Apply Bengen's 4.7 percent. That's $8,700 in year one.
Social Security picks up the slack for most. The average retired worker is getting about $2,024 a month as of March 2026. That's around $24,300 a year. Add the $8,700 from savings and you're at $33,000 total for a median household.
That's not terrible. It's also not a vacation to Portugal kind of retirement.
Which is why Social Security decisions matter as much as the withdrawal rate. Probably more, honestly.
The Social Security thing, briefly
You can start at 62. You can wait until 70. Each year you wait past 62 bumps your monthly check up. By about 7 or 8 percent. Depending on your birth year.
Claiming at 70 instead of 62 gets you roughly 77 percent more per month. Forever. For every month you live past the break-even, you're ahead.
Most people claim at 62 or 63. I find this strange. The research is pretty clear that waiting wins for most people who are healthy. But it requires having savings to bridge the gap, and a lot of people don't.
My dad claimed at 64 because he retired early. He wishes he'd waited but he needed the money.
Things the rule doesn't cover
The 4.7 percent rule quietly assumes you spend the same inflation-adjusted amount every single year. Which is insane if you think about it.
Real spending is lumpy. Your car dies. Your roof leaks. Your dog gets cancer and the surgery is $8,000. Your grandkid's wedding. These hit every couple of years and they're not in any model.
David Blanchett at PGIM looked at actual retiree spending in a 2014 paper. He found it drops about 1 percent a year in real terms through the middle of retirement. Then jumps back up near the end because of medical stuff. Researchers call it the retirement smile.
A flat 4 percent rule over-saves for most people who follow that pattern.
So what actually works
A few things I've come to believe after reading too much about this.
Don't pick a number and set it in stone. Markets move. Your health moves. Life moves. Check in every year and adjust.
If the first few years of your retirement hit a bad market, pull back. This is called sequence-of-returns risk. It's the thing that actually kills portfolios. A 2000 retiree who kept pulling 4 percent ran into trouble. Dot-com crash, then 2008, back to back. A 2000 retiree who cut back to 3 percent for a few years made it fine.

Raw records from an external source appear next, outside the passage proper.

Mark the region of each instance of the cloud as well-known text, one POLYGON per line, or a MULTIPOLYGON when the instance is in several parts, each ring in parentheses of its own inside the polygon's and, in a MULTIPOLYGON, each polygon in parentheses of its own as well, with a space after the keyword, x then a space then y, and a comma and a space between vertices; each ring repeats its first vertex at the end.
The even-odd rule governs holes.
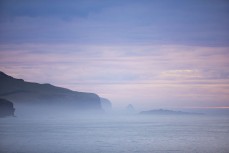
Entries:
POLYGON ((173 79, 198 79, 203 78, 198 70, 168 70, 160 74, 161 78, 173 78, 173 79))
POLYGON ((10 75, 95 92, 119 107, 129 102, 228 105, 227 47, 64 43, 3 45, 0 50, 0 69, 10 75))
POLYGON ((226 1, 1 3, 1 43, 227 46, 229 41, 226 1))
POLYGON ((1 1, 1 13, 2 15, 27 17, 86 17, 110 3, 109 1, 99 3, 97 0, 3 0, 1 1))
POLYGON ((0 4, 0 69, 10 75, 120 106, 228 105, 227 1, 0 4))

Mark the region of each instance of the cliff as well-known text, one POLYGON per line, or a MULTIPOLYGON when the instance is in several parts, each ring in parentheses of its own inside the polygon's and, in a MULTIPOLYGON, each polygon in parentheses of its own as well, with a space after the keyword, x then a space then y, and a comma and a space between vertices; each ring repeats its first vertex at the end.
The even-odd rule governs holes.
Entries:
POLYGON ((111 102, 106 98, 100 98, 102 109, 106 112, 110 112, 112 110, 111 102))

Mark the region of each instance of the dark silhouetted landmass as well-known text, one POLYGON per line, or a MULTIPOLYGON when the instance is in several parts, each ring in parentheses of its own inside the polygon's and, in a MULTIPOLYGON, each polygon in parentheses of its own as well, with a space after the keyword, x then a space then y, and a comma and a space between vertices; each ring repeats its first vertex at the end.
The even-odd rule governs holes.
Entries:
POLYGON ((12 102, 0 98, 0 117, 14 116, 14 110, 12 102))
POLYGON ((16 106, 58 106, 72 110, 102 111, 100 97, 94 93, 77 92, 56 87, 51 84, 39 84, 16 79, 0 72, 0 98, 13 101, 16 106))
POLYGON ((165 109, 142 111, 140 112, 140 114, 141 115, 202 115, 201 113, 190 113, 190 112, 173 111, 173 110, 165 110, 165 109))
POLYGON ((110 112, 112 110, 111 102, 106 98, 100 98, 102 109, 106 112, 110 112))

Keep a year or two of expenses in cash. Not for returns. For not having to sell stocks when stocks are down.
Have a range in mind, not a target. For most people, something between 4 and 5.5 percent is fine depending on the year. Some years you take the bottom of that range. Some years you take the top. You sleep better.
My own take on my dad's question
I told my dad he probably has enough. He has a decent pension from the utility he worked at for 31 years. Social Security. The house, paid off. Maybe $340,000 in his 401k.
He's going to be fine. He was always going to be fine.
What he actually wanted, I realized later, wasn't a number. He wanted someone to tell him it was okay to go on the Alaska trip my mom keeps mentioning. That was the whole question.
So I told him to go on the trip.
The technology changes. The math mostly doesn't.